Ketika Aku Harus Memilih

Muslima

Saat hati merasa terpaut oleh sesuatu hal yang sangat menyenangkan. Disanalah hasrat menyatu dalam tarikan nafas. Cahaya cinta membuat kita dapat bertahan walau dalam gelap. Tidak dapat dipungkiri walau hitam itu ada, cahaya tetap mampu merubah warna. Setiap yang terjadi, baik ataukah tidak semuanya harus disyukuri. Hanya dengan bersyukur, hati akan selalu merasa tenang. Tetaplah tersenyum, karena senyuman adalah penawar duka yang paling mujarab.

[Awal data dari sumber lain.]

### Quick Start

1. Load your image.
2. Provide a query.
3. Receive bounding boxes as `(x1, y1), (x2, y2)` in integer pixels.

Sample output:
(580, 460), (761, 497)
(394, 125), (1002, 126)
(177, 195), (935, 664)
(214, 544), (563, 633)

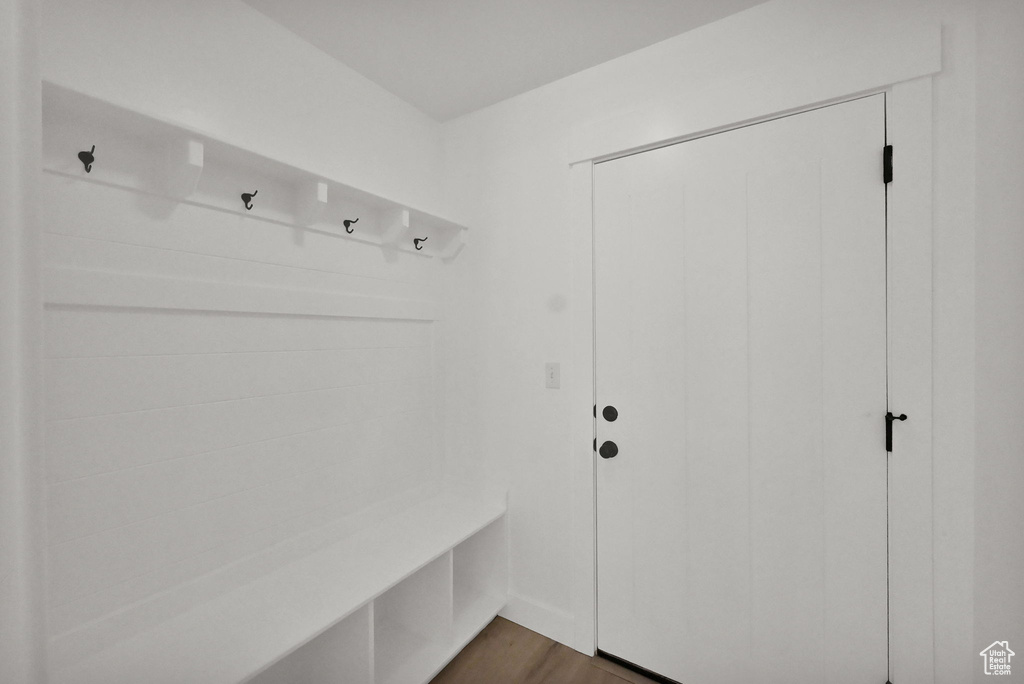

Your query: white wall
(41, 0), (444, 219)
(445, 0), (974, 682)
(33, 0), (444, 671)
(0, 0), (44, 684)
(974, 0), (1024, 682)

            Namaku Minda, usiaku 16 tahun. Sejak tahun lalu, aku telah berada disini. Hidup diantara orang-orang asing, yang sebelumnya tak pernah terlintas akan hal ini. Aku belajar darinya, menangis karenanya, tertawa bersama, dan menghabiskan waktu malam dengan tumpukan cerita lalu. Kusadari waktuku terlalu singkat bersama mama Ais dan papa Amir. Dua orang yang selalu menyayangiku, selalu mencukupkan takaran kebutuhanku, bahkan rela melakukan segalanya demi keberhasilan studyku. Kini aku belum bisa bersamanya. Bangku SMA masih harus kuselesaikan seperdua tahun kedepan.

            Hidup dalam kehidupan om Surya dan tante Rina, adalah hal yang sangat aku syukuri. Segalanya jadi indah, saat bersama. Meski kusadari, mereka tetap bukan yang paling istimewah dalam hidup ini. Tapi, mereka telah banyak mengajarkan aku bagaimana harus tetap bertahan hidup bukan mempertahankan kehidupan. Mengajarkan aku ketegaran. Menjadi diri sendiri  adalah perioritas paling utama. Mereka lah yang menjadi penuntunku untuk survive  dalam hidup dan mengubah catatan sejarah.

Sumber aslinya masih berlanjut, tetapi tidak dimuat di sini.